Molecule Processing Toolkit

Overview

This work is dedicated to my father who showed me the beauty of organic chemistry.

Back in the days of my employment at a scientific institution one of the recurring tasks was creating screening databases which are used for drug discovery. Part of the task, which has something to do with computer science, consisted in taking two databases with molecular structures of organic compounds, each usually representing a particular (chemical) class, fuse the molecules following a generic chemical reaction, and store the result in another database. The output database was further processed using some heuristics which are irrelevant to the subject of this article.

A molecule is represented in digital form as a weighted graph where each vertex and edge has weight: vertices represent atoms, and edges are bonds. The task boils down to removing some vertices from the source graphs and creating new edges between the them following the chemical reaction.
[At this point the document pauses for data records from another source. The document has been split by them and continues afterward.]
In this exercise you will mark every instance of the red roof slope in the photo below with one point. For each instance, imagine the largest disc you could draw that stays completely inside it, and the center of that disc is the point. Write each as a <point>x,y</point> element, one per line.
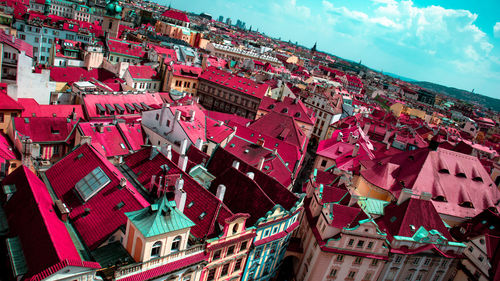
<point>30,211</point>
<point>33,109</point>
<point>99,217</point>
<point>236,83</point>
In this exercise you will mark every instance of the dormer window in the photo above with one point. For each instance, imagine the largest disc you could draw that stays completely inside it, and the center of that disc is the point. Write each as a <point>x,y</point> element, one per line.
<point>155,250</point>
<point>176,244</point>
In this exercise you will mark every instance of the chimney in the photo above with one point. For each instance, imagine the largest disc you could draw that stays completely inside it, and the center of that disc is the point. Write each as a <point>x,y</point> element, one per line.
<point>191,115</point>
<point>261,163</point>
<point>183,147</point>
<point>183,162</point>
<point>221,190</point>
<point>387,136</point>
<point>404,195</point>
<point>366,129</point>
<point>123,182</point>
<point>152,183</point>
<point>180,199</point>
<point>199,144</point>
<point>62,210</point>
<point>355,150</point>
<point>260,142</point>
<point>425,196</point>
<point>340,136</point>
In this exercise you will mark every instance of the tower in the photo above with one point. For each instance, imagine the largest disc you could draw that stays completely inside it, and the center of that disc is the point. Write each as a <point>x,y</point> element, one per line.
<point>112,18</point>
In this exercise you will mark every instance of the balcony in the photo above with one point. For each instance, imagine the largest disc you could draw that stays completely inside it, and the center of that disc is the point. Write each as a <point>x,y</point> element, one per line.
<point>140,267</point>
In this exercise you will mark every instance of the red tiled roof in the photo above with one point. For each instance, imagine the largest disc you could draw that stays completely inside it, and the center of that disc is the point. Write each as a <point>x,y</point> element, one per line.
<point>236,83</point>
<point>143,72</point>
<point>75,74</point>
<point>8,103</point>
<point>16,43</point>
<point>292,107</point>
<point>176,15</point>
<point>31,210</point>
<point>99,217</point>
<point>109,139</point>
<point>127,48</point>
<point>440,173</point>
<point>203,200</point>
<point>405,219</point>
<point>90,102</point>
<point>33,109</point>
<point>45,129</point>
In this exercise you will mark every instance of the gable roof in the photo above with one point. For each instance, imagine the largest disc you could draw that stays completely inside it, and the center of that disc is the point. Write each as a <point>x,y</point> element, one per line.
<point>31,210</point>
<point>100,215</point>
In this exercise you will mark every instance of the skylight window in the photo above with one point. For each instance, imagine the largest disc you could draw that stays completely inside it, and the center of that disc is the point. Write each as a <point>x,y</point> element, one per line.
<point>92,183</point>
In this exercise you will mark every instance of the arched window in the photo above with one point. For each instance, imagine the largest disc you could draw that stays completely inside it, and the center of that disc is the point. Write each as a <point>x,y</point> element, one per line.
<point>176,244</point>
<point>155,250</point>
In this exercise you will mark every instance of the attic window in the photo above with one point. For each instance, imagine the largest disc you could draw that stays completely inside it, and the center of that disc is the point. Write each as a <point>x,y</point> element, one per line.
<point>92,183</point>
<point>202,215</point>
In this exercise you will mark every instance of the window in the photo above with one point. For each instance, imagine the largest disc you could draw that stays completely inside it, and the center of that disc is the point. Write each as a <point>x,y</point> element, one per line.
<point>176,243</point>
<point>217,255</point>
<point>155,250</point>
<point>237,265</point>
<point>211,274</point>
<point>92,183</point>
<point>340,257</point>
<point>225,269</point>
<point>360,244</point>
<point>230,250</point>
<point>243,246</point>
<point>351,242</point>
<point>333,272</point>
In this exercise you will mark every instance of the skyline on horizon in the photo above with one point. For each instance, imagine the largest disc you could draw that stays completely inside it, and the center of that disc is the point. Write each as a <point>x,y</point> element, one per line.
<point>452,44</point>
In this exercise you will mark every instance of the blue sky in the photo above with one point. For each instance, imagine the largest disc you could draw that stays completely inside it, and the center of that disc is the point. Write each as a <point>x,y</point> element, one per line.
<point>454,43</point>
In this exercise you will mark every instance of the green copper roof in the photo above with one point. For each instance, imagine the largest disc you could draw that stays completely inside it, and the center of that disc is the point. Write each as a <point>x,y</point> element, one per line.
<point>159,218</point>
<point>16,254</point>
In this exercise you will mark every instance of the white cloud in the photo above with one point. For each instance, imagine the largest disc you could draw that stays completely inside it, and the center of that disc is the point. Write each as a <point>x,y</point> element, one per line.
<point>496,29</point>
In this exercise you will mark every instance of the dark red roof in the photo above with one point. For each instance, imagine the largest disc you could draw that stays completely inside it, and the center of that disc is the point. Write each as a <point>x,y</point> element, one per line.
<point>176,15</point>
<point>31,211</point>
<point>99,217</point>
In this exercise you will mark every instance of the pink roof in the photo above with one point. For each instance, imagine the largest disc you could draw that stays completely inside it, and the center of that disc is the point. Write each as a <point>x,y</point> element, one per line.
<point>176,15</point>
<point>127,48</point>
<point>203,201</point>
<point>75,74</point>
<point>31,210</point>
<point>458,178</point>
<point>8,103</point>
<point>18,44</point>
<point>90,104</point>
<point>292,107</point>
<point>143,72</point>
<point>45,129</point>
<point>405,219</point>
<point>33,109</point>
<point>185,71</point>
<point>99,216</point>
<point>234,82</point>
<point>109,139</point>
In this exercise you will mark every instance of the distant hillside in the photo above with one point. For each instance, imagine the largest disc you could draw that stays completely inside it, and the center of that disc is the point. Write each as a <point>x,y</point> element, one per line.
<point>467,96</point>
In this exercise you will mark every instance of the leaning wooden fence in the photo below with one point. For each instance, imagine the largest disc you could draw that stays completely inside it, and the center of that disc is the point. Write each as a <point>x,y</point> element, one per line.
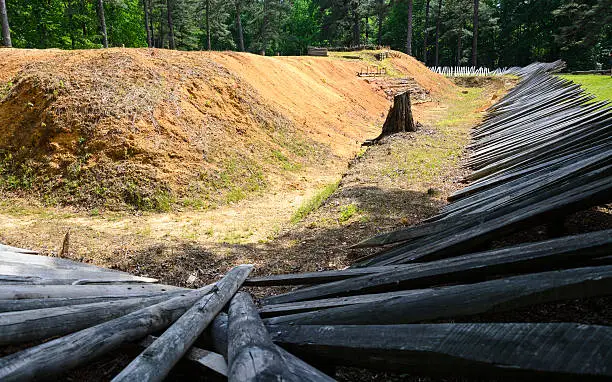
<point>542,152</point>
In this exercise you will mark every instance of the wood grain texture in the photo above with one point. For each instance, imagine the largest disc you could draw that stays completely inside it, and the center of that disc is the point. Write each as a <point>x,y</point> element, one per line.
<point>461,300</point>
<point>40,324</point>
<point>61,354</point>
<point>157,360</point>
<point>546,350</point>
<point>252,355</point>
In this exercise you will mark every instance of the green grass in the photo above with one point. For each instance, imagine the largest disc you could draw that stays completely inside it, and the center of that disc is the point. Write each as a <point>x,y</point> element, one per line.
<point>597,84</point>
<point>315,202</point>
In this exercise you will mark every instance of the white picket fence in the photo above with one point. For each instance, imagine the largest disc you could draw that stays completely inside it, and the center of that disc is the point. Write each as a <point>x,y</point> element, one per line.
<point>466,71</point>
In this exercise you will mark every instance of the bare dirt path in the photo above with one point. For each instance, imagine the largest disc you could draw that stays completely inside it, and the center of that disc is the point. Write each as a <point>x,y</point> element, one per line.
<point>399,182</point>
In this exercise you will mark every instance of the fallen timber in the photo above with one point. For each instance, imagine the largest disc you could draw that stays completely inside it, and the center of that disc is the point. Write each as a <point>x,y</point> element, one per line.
<point>466,299</point>
<point>573,350</point>
<point>541,152</point>
<point>566,252</point>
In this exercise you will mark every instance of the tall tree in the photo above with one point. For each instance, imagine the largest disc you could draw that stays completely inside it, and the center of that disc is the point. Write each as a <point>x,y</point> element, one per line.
<point>409,36</point>
<point>475,34</point>
<point>426,32</point>
<point>380,14</point>
<point>102,22</point>
<point>438,20</point>
<point>6,32</point>
<point>171,41</point>
<point>208,47</point>
<point>239,25</point>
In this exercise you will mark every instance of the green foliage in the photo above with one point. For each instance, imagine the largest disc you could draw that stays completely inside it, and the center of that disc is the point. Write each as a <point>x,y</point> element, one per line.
<point>314,203</point>
<point>511,32</point>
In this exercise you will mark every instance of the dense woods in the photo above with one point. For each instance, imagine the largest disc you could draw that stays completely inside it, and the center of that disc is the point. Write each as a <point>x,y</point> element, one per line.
<point>444,32</point>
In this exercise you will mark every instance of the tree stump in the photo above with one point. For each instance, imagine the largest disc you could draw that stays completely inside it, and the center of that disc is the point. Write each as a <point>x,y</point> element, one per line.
<point>399,118</point>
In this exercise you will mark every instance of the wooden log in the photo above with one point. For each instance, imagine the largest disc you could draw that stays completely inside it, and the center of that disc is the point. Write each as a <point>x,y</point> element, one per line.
<point>251,354</point>
<point>208,359</point>
<point>463,300</point>
<point>8,248</point>
<point>399,119</point>
<point>57,356</point>
<point>307,306</point>
<point>18,292</point>
<point>541,256</point>
<point>218,336</point>
<point>47,275</point>
<point>51,262</point>
<point>157,360</point>
<point>542,350</point>
<point>44,303</point>
<point>32,325</point>
<point>319,277</point>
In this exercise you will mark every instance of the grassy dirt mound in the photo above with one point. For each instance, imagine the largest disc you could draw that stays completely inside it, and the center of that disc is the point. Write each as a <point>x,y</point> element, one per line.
<point>150,129</point>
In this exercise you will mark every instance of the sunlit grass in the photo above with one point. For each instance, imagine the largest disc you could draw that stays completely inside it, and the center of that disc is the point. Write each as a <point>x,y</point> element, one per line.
<point>314,203</point>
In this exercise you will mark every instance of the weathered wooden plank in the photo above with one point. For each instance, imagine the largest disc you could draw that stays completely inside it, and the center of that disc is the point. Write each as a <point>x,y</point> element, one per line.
<point>545,350</point>
<point>57,356</point>
<point>48,275</point>
<point>31,325</point>
<point>319,277</point>
<point>218,336</point>
<point>158,359</point>
<point>51,262</point>
<point>17,292</point>
<point>208,359</point>
<point>251,354</point>
<point>569,251</point>
<point>461,300</point>
<point>8,248</point>
<point>307,306</point>
<point>44,303</point>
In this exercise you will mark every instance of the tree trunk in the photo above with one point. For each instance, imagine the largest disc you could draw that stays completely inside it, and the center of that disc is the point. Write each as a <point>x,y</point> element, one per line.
<point>151,28</point>
<point>146,11</point>
<point>426,33</point>
<point>264,30</point>
<point>6,32</point>
<point>239,25</point>
<point>438,32</point>
<point>409,36</point>
<point>381,8</point>
<point>171,43</point>
<point>356,22</point>
<point>459,36</point>
<point>208,24</point>
<point>475,35</point>
<point>399,118</point>
<point>102,22</point>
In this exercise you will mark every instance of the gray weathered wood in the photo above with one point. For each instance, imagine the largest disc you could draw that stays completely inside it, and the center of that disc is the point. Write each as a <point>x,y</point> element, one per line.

There are both commercial and free tools out there that have such functionality. All of them do a good job producing the Cartesian product of the sets of source molecules. However, virtually all of them perform badly at laying out the resulting molecule without inner intersections. In most cases I had to prepare the source molecules by hand taking into account peculiarities of the layout engine of the tool, which in almost all cases just rotated the source molecules so that the bonds that were to me merged are parallel.
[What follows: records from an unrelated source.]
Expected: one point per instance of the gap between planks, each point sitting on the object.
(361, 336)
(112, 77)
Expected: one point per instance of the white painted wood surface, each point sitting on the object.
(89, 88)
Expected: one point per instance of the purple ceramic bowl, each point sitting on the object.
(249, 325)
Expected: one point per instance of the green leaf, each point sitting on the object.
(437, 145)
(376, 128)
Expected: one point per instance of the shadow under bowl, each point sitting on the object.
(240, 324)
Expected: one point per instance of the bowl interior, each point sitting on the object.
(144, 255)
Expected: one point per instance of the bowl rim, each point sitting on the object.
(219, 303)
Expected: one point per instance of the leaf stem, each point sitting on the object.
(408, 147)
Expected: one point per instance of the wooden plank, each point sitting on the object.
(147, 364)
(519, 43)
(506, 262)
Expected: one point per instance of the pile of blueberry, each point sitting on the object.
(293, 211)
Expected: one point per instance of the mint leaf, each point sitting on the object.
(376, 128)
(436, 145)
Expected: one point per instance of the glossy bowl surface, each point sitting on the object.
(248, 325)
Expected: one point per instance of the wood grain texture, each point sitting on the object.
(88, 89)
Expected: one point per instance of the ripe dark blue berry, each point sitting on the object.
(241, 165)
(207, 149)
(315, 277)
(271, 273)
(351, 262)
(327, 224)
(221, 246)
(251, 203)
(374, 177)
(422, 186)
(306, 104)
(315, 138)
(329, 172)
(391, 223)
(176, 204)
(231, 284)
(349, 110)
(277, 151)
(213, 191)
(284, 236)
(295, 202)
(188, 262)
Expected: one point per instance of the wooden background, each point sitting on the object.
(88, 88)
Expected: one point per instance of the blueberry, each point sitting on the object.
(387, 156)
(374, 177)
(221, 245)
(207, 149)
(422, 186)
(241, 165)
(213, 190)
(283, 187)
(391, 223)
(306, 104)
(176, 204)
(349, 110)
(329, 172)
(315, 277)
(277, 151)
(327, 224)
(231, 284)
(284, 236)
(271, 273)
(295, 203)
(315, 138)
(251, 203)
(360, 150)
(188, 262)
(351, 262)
At some point I got extremely bored with the manual part of the process and started looking for a way to automate it as much as possible. The first observation was that in great majority of cases the resulting molecule (graph) can be obtained by joining fragments (sub graphs) of the source molecules by a single bond (edge). Next follows the steps of the process of creating a screening database.
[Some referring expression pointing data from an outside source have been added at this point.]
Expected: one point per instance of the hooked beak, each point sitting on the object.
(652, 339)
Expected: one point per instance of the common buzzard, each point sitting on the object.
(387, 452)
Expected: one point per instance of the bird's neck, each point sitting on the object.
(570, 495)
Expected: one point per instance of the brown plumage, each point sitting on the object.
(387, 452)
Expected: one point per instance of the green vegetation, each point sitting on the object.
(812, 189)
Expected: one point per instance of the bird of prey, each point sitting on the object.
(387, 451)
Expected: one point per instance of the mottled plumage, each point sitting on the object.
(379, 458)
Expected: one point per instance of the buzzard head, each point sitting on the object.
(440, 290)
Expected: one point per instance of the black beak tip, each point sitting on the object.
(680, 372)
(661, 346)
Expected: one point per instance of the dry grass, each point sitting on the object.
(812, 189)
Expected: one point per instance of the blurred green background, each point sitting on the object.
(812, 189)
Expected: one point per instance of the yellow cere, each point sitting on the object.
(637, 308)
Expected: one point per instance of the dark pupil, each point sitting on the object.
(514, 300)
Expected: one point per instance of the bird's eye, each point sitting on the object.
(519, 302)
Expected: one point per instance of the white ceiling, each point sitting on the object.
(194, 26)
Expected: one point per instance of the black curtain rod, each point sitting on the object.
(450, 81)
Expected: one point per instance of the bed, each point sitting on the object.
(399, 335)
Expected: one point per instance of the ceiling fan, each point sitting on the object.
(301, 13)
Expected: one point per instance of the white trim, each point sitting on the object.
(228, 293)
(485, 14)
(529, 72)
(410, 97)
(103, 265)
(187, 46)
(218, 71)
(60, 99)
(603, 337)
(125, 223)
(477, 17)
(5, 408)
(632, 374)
1. Remove unnecessary atoms from the source molecules to obtain fragments that are to be joined to obtain the resulting molecule.
2. Mark atoms of the fragments – one atom per fragment – that will form the future bond as follows. Add a special atom – R-atom – to each fragment and bind it to the atom in question, thus forming an R-bond. The direction of the R-bond determines the relative orientation of each fragment in the resulting molecule.
3. Bind the fragments as follows. Rotate the fragments so that R-bonds are horizontal and R-atoms are next to each other. Create a bond between the atoms adjacent to the R-atoms, and remove the latter from the resulting molecule.
4. Analyze the resulting molecule to see if it has any irregularities in the form of inner intersections. If there are any regular intersections change the layout of the source fragments and repeat step 2. In most cases it's sufficient to either flip one of the fragments or change the orientation of the R-bond to make the irregularities vanish.

Almost all of the available tools automate step 3 above, which means that the rest of the steps are to be performed by hand. Steps 1 and 2 were automated using the Replace add-in for MDL's ISIS/Base desktop chemical structures DBMS. The first solution to automate step 4 solves the problem locally around the newly created bond and can be viewed as a first approximation. It was implemented in the Fuse application.

The Fuse application helped me a lot in my day-to-day work. However, as my productivity increased the number and type of databases to be processed increased as well. And the frequency of cases where the simple set of transformations used in the application was not enough increased too. So I started looking for a generalization of the layout engine that would be able to transform as many molecule fragments as necessary to minimize inner intersection, and not just the small fragment that includes the R-bond. The result is implemented in the Clean2D layout engine.

Oddly enough, the reverse task to the process described above was also quite common. Namely given a set of molecules, try to figure out what compounds they're made of, assuming that all of the them are a result of the same chemical reaction. The Split add-in solves the problem using substructure (subgraph) search and replace techniques.